Каждое ее движение, каждое слово теперь было неприятно, я с трудом удерживал себя в пределах угрюмой вежливости. В какую-то из минут рука Розы с чашкой, поднесенной к губам, вдруг замерла. Глаза не по-доброму сузились, крылья заостренного носа раздулись, напряглись. Голосом резким, в котором явно слышалось раздражение, она воскликнула:
— Да, что с тобой, Володя? Я не узнаю тебя!..
Может быть, впервые в своей, в общем-то, недолгой жизни, я сознал, что бывают случаи, когда объяснения смешны. Критическая точка в наших отношениях была пройдена, огонек, влекущий меня, погас. Розу было жаль. Она не лучшим образом сыграла роль целомудренной невесты. Как бывший ее режиссер, я счел возможным одобрить ее игру.
— Все хорошо, Роза, — сказал я. — Все у тебя получилось. Я благодарю тебя.
Оделся, вышел. Уже в сенях прикрывая дверь, я услышал, как в кухоньке громыхнула брошенная в тазик посуда. Роза дала выход злому отчаянью.
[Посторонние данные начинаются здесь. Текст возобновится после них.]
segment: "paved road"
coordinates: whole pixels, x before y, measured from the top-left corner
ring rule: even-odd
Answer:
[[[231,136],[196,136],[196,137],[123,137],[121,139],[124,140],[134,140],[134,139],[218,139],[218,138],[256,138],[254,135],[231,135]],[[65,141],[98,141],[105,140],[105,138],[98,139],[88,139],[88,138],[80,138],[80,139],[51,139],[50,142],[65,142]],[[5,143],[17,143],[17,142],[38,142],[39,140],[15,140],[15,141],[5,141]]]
Из конторы Роза уволилась. Родственники, оставшиеся в живых после блокады, позвали ее и мать, обратно в Ленинград.
В щедрости слепящего солнца мы встретились в последний раз на тропке среди желтых разливов одуванчиков.
Роза долго смотрела мне в глаза, стараясь разглядеть хотя бы остаток былых чувств, наконец, сказала о том, что я уже знал:
— А мы уезжаем!..
Помолчала, спросила:
— У тебя не будет пути в Ленинград?
Я неопределенно пожал плечами.
Губы Розы сложились в горестную усмешку.
— Понимаю.
Она помолчала. Сказала сожалеюще:
— А ты все-таки дурачок! Какая весна могла бы быть у нас!.. Желто-зеленые глаза ее всматривались в мои глаза с холодностью птицы-ястреба, только что упустившего добычу.
— А роль невесты я все-таки сыграла!.. — сказав, она и прищелкнула пальцами, как это обычно делают в почувствованной досаде.
Роза уходила, все так же аккуратно ставя ноги, теперь уже в узких городских туфлях, точно на середину тропки. Мне казалось, она идет и мысленно просчитывает свои шаги: дебет-кредит… дебет-кредит…..дебет…
Я смотрел, как уходит из моей жизни еще одна невеста, и вдруг явственно ощутил пробежавший по телу знобящий холодок: только теперь я сознал, в какой семейный ад мог бы шагнуть в ту странную мартовскую ночь!